Ellen"s husband, his name escapes me now, was cold and terse but very polite. I thought he hated me but I most likely misread his reserve. I remember the apartment I was at was functional and modern with almost no nick knacks or objects lying around and the food was conventional snacks and a shower cake with a stork and baby on the front. I guess I had expected something exotic with crickets in bamboo cages, and floor seating on mats. I really knew nothing of Chinese culture at the time so drew on impressions from movies like "Sayonara", which was Hollywood Japanese. Ellen and I gabbed together through the shower and the other ladies smiled and exclaimed softly when the presents were opened. Everyone was a little off balance but a good time was had by all.
Later Ellen had the most adorable little girl baby I thought I had ever seen. Again, I do not remember the child's name.

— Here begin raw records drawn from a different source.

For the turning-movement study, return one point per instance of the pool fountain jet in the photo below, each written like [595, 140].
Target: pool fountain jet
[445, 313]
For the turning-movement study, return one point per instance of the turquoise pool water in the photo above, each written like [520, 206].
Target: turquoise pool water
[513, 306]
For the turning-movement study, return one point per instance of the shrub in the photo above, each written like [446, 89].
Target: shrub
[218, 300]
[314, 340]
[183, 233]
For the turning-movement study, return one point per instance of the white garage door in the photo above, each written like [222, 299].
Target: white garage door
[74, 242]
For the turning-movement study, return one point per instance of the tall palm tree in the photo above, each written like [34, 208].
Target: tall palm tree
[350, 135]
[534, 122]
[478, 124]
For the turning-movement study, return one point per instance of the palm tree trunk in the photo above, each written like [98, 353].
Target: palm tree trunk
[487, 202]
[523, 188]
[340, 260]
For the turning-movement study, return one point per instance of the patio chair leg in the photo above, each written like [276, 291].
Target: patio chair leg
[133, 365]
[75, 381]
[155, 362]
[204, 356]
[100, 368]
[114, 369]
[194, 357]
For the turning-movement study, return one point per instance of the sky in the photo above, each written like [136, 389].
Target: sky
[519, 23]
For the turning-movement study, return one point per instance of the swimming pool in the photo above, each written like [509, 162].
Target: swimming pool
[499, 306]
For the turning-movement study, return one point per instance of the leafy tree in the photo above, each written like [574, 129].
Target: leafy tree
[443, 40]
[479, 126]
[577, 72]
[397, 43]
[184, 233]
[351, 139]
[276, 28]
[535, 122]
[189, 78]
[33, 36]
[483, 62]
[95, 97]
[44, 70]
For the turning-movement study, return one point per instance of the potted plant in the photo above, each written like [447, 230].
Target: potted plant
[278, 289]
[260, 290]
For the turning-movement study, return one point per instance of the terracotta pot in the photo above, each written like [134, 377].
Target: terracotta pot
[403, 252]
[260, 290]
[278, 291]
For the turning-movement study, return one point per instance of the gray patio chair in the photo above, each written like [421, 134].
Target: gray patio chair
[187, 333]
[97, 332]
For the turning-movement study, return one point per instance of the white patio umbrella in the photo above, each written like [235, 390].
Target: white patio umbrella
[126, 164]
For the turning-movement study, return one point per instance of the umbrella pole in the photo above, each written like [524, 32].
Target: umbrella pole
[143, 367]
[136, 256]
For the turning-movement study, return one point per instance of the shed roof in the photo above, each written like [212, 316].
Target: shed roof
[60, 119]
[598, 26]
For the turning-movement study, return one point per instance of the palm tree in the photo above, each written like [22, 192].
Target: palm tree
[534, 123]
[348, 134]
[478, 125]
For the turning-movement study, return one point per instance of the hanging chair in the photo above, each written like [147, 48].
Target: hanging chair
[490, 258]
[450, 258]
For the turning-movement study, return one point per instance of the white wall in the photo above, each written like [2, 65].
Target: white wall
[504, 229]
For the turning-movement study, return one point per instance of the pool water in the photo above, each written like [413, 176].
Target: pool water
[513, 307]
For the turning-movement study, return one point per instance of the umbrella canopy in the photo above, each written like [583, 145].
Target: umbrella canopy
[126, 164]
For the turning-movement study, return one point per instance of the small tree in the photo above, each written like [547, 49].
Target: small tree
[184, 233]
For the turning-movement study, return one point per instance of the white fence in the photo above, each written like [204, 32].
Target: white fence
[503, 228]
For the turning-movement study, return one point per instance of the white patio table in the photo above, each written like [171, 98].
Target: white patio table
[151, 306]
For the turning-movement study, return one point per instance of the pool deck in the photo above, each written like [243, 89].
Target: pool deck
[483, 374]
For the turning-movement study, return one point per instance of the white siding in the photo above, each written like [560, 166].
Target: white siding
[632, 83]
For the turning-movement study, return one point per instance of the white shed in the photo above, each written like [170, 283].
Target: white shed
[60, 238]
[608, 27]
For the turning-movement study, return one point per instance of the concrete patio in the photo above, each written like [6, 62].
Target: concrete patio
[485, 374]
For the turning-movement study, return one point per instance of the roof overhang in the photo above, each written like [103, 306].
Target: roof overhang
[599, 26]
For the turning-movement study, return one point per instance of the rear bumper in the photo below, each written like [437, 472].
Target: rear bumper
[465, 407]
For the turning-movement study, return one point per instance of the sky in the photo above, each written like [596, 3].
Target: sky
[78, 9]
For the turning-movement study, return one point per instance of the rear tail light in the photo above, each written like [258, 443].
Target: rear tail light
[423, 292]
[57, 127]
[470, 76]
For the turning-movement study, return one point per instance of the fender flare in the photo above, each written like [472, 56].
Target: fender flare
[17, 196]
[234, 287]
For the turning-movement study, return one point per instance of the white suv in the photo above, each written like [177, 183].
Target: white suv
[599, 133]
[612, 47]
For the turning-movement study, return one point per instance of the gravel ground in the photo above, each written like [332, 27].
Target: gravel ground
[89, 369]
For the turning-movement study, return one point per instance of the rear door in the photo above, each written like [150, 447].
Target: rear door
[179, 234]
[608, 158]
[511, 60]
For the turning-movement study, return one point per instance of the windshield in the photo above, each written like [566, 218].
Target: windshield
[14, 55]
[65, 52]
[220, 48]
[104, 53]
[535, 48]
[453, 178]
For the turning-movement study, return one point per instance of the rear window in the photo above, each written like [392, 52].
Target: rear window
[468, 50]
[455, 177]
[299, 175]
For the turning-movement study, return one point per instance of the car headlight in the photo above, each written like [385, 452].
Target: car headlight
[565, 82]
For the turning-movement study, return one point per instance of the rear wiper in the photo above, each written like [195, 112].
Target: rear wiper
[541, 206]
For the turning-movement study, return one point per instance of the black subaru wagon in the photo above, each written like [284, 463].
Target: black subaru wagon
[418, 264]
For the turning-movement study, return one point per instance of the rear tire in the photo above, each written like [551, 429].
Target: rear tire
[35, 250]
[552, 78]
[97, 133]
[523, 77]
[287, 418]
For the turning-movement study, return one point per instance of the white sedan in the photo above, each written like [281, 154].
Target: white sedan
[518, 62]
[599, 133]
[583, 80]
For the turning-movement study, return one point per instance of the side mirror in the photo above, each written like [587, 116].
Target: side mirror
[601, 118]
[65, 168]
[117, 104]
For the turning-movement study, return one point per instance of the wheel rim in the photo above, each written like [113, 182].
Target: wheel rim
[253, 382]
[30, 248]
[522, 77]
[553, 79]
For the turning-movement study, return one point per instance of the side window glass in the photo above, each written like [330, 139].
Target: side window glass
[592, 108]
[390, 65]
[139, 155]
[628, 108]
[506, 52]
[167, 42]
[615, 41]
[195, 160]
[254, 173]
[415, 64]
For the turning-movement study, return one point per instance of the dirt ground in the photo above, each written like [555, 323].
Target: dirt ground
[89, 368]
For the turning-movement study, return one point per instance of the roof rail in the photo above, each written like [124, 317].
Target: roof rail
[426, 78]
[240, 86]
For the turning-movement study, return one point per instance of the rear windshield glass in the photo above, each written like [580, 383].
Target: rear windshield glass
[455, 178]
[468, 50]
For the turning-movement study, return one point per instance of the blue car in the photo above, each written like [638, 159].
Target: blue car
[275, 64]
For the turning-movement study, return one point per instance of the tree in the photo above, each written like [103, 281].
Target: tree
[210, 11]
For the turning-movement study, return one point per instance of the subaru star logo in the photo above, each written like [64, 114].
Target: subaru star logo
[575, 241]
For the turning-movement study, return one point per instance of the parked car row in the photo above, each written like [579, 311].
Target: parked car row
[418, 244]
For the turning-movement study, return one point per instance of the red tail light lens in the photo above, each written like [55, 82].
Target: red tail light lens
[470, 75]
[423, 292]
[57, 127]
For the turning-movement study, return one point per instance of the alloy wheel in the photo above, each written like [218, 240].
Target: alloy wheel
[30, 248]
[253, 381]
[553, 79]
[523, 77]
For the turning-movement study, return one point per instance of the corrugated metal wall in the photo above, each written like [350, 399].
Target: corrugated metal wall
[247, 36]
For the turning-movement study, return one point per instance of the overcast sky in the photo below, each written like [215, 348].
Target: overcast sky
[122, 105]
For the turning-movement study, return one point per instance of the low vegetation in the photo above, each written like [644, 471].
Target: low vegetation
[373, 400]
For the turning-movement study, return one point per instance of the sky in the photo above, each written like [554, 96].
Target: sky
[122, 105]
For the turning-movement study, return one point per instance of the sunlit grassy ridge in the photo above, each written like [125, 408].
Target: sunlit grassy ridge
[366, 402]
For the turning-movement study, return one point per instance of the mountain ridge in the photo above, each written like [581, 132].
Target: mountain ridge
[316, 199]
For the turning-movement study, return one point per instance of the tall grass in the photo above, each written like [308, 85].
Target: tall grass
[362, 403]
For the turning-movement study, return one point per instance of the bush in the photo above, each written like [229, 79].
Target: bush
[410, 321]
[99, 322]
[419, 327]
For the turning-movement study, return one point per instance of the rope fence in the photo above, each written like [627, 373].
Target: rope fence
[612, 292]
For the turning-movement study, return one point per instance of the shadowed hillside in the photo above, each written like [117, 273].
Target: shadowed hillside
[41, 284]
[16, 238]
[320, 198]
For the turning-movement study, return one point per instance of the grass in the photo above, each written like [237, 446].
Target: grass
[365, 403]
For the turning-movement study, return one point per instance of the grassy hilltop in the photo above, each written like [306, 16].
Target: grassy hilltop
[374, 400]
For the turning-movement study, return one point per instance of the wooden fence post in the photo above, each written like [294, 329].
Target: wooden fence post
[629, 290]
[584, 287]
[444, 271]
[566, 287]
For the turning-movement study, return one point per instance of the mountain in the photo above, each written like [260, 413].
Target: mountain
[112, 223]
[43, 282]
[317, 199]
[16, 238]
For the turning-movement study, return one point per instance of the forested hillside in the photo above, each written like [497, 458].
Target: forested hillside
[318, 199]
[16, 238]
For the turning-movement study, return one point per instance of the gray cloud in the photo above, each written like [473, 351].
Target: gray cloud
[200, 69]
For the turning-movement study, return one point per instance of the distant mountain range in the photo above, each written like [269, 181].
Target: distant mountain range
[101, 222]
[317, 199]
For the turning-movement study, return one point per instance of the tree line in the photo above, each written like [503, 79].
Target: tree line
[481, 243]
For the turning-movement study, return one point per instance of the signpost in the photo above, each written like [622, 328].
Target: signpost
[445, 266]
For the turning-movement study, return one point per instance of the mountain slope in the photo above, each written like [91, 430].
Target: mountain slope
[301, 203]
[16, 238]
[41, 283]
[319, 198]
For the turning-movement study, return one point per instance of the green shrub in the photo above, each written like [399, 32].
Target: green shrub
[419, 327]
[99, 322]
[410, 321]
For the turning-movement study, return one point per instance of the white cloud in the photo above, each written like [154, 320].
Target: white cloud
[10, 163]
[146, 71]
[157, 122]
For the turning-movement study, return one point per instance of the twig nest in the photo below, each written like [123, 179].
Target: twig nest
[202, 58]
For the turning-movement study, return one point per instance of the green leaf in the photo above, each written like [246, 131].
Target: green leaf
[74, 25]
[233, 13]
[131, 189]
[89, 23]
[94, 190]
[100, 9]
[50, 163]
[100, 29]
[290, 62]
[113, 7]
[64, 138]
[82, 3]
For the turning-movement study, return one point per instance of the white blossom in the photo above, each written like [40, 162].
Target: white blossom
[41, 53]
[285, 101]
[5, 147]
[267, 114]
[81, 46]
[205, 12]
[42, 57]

I visited Ellen's apartment several more times after she had the baby. She and her husband had moved to a third floor walk-up apartment on 83rd street in upper Manhattan. This was more like a place I had pictured in my minds eye. The tiny kitchen was filled with Asian cooking vessels. Ellen and her husband were vegetarian long before I became one and I remember she made a wonderful stir fried rice dish one of the times I visited her. She never came back to work after she had her baby. She also never came to my apartment because I lived in Queens and she was nervous about traveling out of her comfort zone of Manhattan.
As I mentioned we eventually lost touch but she was a dear friend and we had that sort of magical relationship that sometimes arises despite cultural and other lifestyle differences.